Settings related to SRGS grammar usage

FieldTypeLabelDescription
default_tag_format GrammarSettings.TagFormat

The default tag-format for loaded grammars if not otherwise specified. Default: TAG_FORMAT_SEMANTICS_1_2006

ssl_verify_peer OptionalBool

Enables or disables the verification of a peer's certificate using a local certificate authority file upon HTTPS requests. Set to false (disabled) to skip verification for trusted sites. Default: true

load_grammar_timeout_ms OptionalInt32

Maximum milliseconds to allow for grammar loading. If this is exceeded, a timeout error will be raised. Range 1000-2147483647 (~600 hours) Default: 200000 (~3.333 minutes)

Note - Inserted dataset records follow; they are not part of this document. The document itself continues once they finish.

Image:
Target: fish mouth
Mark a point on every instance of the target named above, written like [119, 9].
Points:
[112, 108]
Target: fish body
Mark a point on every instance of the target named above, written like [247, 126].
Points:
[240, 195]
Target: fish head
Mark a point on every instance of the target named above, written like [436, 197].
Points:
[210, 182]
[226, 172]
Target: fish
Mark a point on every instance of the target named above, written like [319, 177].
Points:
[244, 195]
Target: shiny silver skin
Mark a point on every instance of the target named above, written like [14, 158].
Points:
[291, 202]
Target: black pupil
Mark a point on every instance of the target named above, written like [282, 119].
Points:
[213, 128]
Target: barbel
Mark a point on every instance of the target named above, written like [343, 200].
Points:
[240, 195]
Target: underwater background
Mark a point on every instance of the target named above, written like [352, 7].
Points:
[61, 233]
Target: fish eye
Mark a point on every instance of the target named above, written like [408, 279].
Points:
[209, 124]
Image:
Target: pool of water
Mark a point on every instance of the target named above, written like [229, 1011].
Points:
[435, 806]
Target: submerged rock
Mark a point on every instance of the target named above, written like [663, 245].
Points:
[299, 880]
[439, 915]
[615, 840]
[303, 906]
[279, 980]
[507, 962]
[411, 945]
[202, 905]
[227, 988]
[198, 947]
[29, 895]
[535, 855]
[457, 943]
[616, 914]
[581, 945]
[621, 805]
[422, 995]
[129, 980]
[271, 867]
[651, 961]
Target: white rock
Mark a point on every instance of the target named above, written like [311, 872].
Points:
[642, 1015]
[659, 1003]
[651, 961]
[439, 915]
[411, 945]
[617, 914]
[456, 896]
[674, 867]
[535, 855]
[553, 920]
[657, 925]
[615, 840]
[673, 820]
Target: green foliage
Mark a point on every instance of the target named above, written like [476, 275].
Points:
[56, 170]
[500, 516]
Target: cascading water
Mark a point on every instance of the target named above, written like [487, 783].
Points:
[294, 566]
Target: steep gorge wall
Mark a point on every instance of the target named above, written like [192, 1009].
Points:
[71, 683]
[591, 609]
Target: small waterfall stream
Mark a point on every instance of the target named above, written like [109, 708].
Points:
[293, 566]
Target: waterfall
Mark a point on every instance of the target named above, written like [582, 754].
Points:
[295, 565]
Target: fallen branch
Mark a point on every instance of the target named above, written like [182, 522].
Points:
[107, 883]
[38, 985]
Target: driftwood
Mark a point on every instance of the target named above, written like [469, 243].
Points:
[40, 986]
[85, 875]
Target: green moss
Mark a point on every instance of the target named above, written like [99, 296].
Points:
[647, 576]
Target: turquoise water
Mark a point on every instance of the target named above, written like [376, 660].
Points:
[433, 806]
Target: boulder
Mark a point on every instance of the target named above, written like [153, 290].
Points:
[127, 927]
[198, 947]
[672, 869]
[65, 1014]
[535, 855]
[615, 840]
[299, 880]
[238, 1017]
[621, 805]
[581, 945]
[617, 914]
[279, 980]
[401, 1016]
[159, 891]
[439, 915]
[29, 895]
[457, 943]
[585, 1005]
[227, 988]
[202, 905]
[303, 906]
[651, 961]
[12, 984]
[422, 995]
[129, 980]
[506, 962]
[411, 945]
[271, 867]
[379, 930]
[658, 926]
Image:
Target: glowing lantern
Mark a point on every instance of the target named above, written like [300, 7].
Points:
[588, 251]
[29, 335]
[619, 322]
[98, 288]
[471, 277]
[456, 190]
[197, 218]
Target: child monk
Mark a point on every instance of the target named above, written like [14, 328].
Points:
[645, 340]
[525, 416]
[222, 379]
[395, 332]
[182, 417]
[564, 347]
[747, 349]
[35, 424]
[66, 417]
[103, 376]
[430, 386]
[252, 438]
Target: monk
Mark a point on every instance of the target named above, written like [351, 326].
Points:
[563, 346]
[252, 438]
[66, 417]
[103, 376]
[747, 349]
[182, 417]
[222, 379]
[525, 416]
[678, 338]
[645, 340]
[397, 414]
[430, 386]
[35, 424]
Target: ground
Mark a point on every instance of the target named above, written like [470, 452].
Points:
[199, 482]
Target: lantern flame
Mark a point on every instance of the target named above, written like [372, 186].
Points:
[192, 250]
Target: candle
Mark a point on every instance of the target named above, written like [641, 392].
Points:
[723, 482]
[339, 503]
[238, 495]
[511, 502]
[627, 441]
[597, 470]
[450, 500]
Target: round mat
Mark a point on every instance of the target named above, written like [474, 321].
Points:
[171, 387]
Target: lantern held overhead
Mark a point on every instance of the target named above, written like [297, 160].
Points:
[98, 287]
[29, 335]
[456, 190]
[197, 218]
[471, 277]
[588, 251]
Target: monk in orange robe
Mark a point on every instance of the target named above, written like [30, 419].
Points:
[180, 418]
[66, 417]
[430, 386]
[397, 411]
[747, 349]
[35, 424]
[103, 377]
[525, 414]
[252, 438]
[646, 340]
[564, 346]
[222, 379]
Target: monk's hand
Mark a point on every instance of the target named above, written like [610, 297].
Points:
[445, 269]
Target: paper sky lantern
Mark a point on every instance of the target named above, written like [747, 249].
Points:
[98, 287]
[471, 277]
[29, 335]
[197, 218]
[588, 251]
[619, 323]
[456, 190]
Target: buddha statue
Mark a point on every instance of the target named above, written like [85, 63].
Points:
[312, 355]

compatibility_mode OptionalInt32

Compatibility mode for certain media server operations. Only change from the default if you understand the consequences. Range: 0-1 Default: 0

InteractionSettings

Describes the interaction specific settings

FieldTypeLabelDescription
general_interaction_settings GeneralInteractionSettings

Optional settings related to all interactions

audio_consume_settings AudioConsumeSettings

Optional settings defining how audio is consumed/used by the interaction

vad_settings VadSettings

Optional Voice Activity Detection settings for interaction

grammar_settings GrammarSettings

Optional grammar settings for interaction

recognition_settings RecognitionSettings

Optional recognition settings for interaction

cpa_settings CpaSettings

Optional Call Progress Analysis settings for interaction

amd_settings AmdSettings

Optional Tone Detection (AMD) settings for interaction

normalization_settings NormalizationSettings

Optional settings specifying which text normalization steps should be performed on output of interaction.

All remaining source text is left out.